It is observed that device code compilation takes most of the compilation time when
clang compiles CUDA/HIP programs since device code usually contains complicated
computation code. Often times such code are highly coupled, which results in
a few large source files which become bottlenecks of a whole project. Things become
worse when such code is compiled with multiple gpu archs, since clang compiles for
each gpu arch sequentially. In practice, it is common to compile for more than 5 gpu
archs.
To alleviate this issue, this patch implements a simple scheduler which let clang
driver compile independent jobs in parallel.
This patch tries to minimize impact on existing clang driver. No changes to action
builder and tool chain. It introduces a driver option -parallel-jobs=n to control number
of parallel jobs to launch. By default it is 1, and it is NFC per clang driver behavior.

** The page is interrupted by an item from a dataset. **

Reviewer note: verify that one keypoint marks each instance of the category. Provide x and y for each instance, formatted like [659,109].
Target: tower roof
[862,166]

If llvm/clang is built with LLVM_ENABLE_THREADS off, this change is also NFC.
The basic design of the scheduler is to find the dependence among the jobs and
use a thread to launches a job when its dependent jobs are done.

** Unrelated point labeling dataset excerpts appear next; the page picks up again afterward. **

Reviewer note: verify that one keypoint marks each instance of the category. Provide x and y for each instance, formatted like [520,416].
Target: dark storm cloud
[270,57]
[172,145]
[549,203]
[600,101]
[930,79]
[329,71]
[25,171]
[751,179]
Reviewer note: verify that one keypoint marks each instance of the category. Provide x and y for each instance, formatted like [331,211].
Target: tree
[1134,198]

Nit: Using pointer as a key will result in sub-compilations being done in different order from run to run and that may result in build results changing from run to run.
I can't think of a realistic scenario yet. One case where it may make a difference is generation of dependency file.
We currently leak some output file name flags to device-side compilations. E.g. -fsyntax-only -MD -MF foo.d will write foo.d for each compilation. At best we'll end up with the result of whichever sub-compilation finished last. At worst we'll end up with corrupt output. In this case it's the output argument leak that's the problem, but I suspect there may be other cases where execution order will be observable.